Likewise there are additional aged care beds but not the funding for staffing – another area of chronic shortage which like nursing in public hospitals relies heavily on the import of staff from third world countries who can least afford to train and lose their health workers.
MySchool – MyHospital
There are strong parallels with the privatisation process underway in education.
The federal government has introduced national testing (performance standards), league tables to compare schools and identify failed schools. The measurement of performance through the NAPLAN tests is not an accurate indication of the quality of education being received in a school. It lays the basis for an education market, where parents shop around. It is only a matter of time before “failed schools” are shut or handed over to the private, for-profit sector to manage. The government is moving towards a voucher system, where a school – private or public – is allocated a set amount for each student according to their year of study.
In the health sector hospitals the “efficiency price” (voucher) is moving in the same direction, treating hospital procedures (no mention of care or nursing) as set price services. Hospitals attempting to provide quality care on the basis of need are set to fail, their performance will be measured by the National Performance Authority (the equivalent of NAPLAN national testing). When a hospital or network fails to meet performance assessments or mounts huge debts, this will give governments the excuse to hand the hospital networks over to private, for profit corporations to manage.
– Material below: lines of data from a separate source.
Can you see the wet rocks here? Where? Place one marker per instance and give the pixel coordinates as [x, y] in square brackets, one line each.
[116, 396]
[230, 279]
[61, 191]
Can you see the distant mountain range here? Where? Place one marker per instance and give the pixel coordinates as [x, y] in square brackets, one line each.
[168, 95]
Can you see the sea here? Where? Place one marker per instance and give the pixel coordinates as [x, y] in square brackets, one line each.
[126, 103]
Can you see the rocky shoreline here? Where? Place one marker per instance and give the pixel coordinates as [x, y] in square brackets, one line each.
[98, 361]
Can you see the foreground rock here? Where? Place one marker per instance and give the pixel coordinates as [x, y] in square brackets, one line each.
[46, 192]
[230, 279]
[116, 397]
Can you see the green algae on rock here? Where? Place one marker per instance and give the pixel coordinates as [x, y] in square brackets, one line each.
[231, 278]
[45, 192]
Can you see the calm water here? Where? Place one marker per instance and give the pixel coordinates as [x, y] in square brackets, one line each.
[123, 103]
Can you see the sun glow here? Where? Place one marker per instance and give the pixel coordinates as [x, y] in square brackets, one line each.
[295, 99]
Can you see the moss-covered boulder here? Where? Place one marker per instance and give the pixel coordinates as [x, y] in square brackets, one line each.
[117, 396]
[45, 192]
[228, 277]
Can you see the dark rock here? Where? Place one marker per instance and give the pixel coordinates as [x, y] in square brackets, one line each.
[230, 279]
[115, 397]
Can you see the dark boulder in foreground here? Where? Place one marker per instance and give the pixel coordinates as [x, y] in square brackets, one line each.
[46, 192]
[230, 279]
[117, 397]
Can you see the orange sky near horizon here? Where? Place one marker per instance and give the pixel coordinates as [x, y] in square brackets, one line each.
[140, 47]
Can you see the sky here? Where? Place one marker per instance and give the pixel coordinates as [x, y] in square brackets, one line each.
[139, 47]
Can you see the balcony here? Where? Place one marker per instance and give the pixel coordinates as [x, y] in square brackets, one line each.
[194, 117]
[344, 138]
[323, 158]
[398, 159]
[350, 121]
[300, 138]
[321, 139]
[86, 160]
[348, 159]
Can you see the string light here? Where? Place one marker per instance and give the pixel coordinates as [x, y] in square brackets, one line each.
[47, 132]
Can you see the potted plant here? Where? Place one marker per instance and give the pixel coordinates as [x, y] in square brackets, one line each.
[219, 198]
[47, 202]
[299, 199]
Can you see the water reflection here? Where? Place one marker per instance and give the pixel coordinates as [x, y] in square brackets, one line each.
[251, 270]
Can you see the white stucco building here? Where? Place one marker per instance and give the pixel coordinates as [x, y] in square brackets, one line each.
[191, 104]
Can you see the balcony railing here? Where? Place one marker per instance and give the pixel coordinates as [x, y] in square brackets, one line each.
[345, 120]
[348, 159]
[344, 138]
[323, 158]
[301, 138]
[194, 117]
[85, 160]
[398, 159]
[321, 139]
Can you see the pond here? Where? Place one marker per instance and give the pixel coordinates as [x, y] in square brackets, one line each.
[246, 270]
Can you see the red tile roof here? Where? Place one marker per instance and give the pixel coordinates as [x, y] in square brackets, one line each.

Apart from setting the scene for the further privatisation of public hospitals, the Rudd government has taken the first step towards clawing back GST from states and territories. The education component could be next.
Across the board, commonwealth government is working to wind back the role of states in economic and social and political affairs. The Howard Coalition government, working through the Council of Australian Governments (COAG) took a number of steps in this direction with taxation and key infrastructure (ports, electricity, water, transportation), licencing of professionals, various health and safety regulations, industrial relations.
Costello made it clear that he was prepared to use commonwealth powers to move in when the states fail to meet their responsibilities. He had his eyes on the GST, looking for income to fund wars in Iraq and Afghanistan and an ever-burgeoning military budget. Rudd warned before he was elected that if the states “failed” to fix the public hospital system, then he would move in take it over. That is what he has done.
The Australian government is committed to the further deregulation and opening up of Australia to foreign investors, in particular in the financial, education, health, construction, transport and food areas. It has made these commitments at the World Trade Organisation and in a number of free trade agreements with other countries, including the US.
The Education Revolution and now the Health Revolution are steps in the process of removing what foreign and locally based transnational corporations see as “state barriers” that stand in their way of taking over Australian health, education and other “markets”. Capitalism must continually expand or perish, and these essential public services offer them great opportunities for additional sources of profit-gouging.